A crew working for the British Broadcast Corp. and National Geographic spent several days this week filming a documentary on Bonnie and Clyde that will feature a segment on the shootout that took place 75 years ago at a garage apartment the gangsters rented near 34th Street and Oak Ridge Drive in Joplin.
For 12 days and nights, Clyde Barrow and his girlfriend, Bonnie Parker, along with Clyde’s brother, Buck Barrow, and an accomplice by the name of William Deacon “W.D.” Jones lived in the two-bedroom apartment. On April 13, 1933, five lawmen, tipped off that the outlaws might be hiding in the apartment, pulled up in a patrol car.
The rest is history. Two of the lawmen died; the others survived the shootout. The gang fled south on Main Street and escaped through Spring City.
The film crew’s visit reminds us of the need for the building to be placed on both the state and national historic registers. The building is one of the last remaining structures linked to the gang’s presence in the Midwest.
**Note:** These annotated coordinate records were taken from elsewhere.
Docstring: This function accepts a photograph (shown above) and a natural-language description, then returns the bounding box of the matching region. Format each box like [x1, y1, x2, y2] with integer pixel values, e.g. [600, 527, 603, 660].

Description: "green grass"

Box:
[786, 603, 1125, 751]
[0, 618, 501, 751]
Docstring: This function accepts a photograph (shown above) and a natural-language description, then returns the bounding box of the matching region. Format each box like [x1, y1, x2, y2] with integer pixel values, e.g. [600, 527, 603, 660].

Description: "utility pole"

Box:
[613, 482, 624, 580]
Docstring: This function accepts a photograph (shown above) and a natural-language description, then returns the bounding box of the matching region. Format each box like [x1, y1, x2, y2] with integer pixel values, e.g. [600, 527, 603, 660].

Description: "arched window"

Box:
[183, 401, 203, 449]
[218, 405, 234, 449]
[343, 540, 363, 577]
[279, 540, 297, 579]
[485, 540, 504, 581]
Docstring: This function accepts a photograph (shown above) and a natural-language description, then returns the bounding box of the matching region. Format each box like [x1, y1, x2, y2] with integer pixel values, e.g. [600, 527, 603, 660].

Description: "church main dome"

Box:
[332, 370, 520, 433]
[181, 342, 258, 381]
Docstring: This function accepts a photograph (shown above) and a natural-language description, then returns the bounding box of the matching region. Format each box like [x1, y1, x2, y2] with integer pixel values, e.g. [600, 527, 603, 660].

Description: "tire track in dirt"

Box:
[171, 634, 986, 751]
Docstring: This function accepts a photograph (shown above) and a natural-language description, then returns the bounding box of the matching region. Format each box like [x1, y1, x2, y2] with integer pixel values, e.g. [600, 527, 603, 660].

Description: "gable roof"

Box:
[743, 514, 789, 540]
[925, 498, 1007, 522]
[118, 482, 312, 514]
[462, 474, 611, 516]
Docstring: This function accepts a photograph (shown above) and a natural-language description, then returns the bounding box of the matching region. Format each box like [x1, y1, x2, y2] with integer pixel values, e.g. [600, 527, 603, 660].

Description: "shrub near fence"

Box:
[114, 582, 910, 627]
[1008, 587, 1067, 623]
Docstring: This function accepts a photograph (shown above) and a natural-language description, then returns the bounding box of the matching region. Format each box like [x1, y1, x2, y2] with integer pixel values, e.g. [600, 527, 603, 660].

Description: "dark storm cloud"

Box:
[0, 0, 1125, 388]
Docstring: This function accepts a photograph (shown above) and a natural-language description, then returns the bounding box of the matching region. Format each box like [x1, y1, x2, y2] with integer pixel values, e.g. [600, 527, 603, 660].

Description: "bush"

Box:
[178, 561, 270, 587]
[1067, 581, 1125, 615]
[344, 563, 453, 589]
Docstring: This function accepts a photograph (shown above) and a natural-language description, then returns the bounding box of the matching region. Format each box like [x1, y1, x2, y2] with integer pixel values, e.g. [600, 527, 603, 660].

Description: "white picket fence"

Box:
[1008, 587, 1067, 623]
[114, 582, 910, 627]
Bonnie and Clyde continued on a killing spree before being killed themselves on May 23, 1934, near Arcadia, La.
The property is worthy of nomination to the state and federal historic registers. We would like to see that happen at the local level with an application then sent to the Missouri State Historic Preservation Office.
Some in the community have asserted that by preserving the property, it glorifies the atrocities of the gangsters.
Preserving history means preserving facts. The shootout is another page from Joplin’s past. Good or bad, those pages complete the story that is Joplin.